UNITED STATES
Religion News Service – Spiritual Politics
Mark Silk | Apr 17, 2015 |
“Yes, it looks like they backed down,” said a learned nun I know. “But some of us had better not be caught saying so!” So much for the huffing and puffing the Vatican has directed at her and her sisters over the past few years.
In December, an “apostolic visitation” of 350 communities of religious women, undertaken amid charges that they were beset by secularism and feminism, ended with a buss on the cheek for a job well done. And yesterday, the Congregation for the Doctrine of the Faith (CDF) gave its approval to an anodyne “Joint Final Report on the Doctrinal Assessment of the Leadership Conference of Women Religion (LCWR).
The LCWR, the nuns’ main umbrella body, had come under repeated attack for embracing ideas at odds with fundamentals of the faith. After the roll-out of the “Joint Final Report,” a four-woman delegation from the LCWR spent fifty minutes chatting with Pope Francis.
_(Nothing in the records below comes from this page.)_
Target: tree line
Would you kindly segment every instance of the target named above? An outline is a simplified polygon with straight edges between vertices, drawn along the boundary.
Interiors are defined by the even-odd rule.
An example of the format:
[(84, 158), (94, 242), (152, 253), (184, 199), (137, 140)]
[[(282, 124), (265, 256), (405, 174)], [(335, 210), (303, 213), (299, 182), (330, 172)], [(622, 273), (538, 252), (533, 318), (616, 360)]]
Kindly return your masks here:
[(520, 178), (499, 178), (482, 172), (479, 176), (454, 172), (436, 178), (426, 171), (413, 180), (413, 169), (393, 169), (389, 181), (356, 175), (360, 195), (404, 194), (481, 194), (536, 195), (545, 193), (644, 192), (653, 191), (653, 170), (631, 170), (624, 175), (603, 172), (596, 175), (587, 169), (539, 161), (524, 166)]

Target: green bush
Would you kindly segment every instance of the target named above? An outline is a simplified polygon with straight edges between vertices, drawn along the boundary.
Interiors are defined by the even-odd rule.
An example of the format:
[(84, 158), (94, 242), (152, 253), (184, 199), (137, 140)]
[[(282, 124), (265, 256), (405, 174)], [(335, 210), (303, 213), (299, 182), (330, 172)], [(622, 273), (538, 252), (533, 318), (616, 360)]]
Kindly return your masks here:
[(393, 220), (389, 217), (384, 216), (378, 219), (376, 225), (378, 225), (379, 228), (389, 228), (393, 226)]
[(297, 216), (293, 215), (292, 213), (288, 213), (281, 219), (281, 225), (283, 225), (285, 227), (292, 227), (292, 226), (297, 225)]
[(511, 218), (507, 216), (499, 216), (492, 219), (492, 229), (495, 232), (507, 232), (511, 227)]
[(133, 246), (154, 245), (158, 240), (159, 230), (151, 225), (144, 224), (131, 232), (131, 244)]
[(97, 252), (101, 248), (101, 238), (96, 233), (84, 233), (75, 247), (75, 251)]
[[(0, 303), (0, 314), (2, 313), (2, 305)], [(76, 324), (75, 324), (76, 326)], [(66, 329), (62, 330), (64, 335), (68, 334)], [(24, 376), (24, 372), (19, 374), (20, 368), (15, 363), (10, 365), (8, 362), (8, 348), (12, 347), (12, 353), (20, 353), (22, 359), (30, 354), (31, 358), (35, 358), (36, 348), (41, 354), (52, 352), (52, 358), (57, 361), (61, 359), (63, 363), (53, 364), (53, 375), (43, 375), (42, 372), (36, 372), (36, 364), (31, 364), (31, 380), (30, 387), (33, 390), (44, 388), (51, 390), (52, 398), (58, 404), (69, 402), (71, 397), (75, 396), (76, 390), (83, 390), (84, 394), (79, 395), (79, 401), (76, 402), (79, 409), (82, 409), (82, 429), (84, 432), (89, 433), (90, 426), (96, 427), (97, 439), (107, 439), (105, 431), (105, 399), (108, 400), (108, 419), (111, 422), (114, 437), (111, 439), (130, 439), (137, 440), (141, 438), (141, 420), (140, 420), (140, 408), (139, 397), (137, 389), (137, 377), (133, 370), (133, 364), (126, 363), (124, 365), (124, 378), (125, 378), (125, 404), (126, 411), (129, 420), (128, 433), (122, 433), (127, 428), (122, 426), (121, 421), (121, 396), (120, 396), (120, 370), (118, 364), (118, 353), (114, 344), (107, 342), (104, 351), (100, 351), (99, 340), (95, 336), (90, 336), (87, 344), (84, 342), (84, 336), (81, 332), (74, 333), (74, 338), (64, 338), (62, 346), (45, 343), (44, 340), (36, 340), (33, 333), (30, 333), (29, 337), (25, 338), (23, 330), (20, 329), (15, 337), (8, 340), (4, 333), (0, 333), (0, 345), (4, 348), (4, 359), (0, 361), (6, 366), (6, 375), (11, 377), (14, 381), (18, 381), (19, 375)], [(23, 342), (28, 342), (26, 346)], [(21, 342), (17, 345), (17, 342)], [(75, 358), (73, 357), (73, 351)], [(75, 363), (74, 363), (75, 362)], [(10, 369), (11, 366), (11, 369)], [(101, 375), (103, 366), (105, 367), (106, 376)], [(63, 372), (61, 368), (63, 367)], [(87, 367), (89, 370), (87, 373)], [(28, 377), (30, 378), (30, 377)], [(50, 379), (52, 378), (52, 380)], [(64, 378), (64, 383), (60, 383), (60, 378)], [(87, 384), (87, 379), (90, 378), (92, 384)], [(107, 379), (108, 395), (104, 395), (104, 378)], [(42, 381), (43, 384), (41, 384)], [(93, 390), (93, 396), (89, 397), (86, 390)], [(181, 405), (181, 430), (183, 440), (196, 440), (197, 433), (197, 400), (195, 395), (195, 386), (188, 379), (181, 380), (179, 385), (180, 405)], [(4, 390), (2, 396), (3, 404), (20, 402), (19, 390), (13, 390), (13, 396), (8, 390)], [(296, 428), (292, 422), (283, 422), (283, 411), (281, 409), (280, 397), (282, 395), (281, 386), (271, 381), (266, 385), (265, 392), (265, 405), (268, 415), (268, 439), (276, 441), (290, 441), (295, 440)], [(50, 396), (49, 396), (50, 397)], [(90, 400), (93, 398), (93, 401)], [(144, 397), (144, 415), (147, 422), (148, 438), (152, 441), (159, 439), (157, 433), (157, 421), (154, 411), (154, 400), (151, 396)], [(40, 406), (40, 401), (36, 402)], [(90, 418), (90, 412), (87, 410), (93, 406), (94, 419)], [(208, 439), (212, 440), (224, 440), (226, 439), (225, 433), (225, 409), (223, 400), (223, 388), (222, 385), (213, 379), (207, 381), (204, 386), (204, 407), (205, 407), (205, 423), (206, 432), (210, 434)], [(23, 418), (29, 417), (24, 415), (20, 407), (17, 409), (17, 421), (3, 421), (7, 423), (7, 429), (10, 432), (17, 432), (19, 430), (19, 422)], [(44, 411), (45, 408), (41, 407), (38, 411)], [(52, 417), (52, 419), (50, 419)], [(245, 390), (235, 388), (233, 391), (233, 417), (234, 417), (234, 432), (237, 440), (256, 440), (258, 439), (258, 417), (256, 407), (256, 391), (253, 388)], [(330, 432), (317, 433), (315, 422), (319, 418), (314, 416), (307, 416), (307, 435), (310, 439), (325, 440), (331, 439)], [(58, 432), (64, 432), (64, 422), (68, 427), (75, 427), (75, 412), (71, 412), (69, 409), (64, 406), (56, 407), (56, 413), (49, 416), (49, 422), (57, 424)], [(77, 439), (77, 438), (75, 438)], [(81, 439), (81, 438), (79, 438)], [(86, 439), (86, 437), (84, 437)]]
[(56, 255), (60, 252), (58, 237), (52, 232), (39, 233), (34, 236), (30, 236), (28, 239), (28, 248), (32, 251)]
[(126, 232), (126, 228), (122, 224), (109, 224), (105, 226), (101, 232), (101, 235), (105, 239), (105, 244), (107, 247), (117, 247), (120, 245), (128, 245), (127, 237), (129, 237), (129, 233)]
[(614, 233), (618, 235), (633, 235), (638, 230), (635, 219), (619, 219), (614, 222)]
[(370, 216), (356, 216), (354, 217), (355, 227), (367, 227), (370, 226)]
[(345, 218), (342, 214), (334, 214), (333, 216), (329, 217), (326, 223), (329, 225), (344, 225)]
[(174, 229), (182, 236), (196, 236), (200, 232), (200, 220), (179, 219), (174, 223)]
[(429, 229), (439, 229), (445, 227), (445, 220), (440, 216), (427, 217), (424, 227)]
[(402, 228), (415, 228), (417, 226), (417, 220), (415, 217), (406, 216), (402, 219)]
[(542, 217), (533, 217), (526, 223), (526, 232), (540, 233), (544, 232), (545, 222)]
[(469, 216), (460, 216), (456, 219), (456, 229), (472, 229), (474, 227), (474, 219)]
Over at the Boston Globe‘s Crux, John Allen characteristically minimized the widespread sense that all this was a big deal. “Both the more sweeping investigation of women’s orders and the LCWR investigation were orphans almost as soon as they were born,” he wrote. They’d been pushed “by a handful of well-placed American cardinals in Rome coming to the end of their careers” who “persuaded friends in the right Vatican departments to set the wheels in motion.”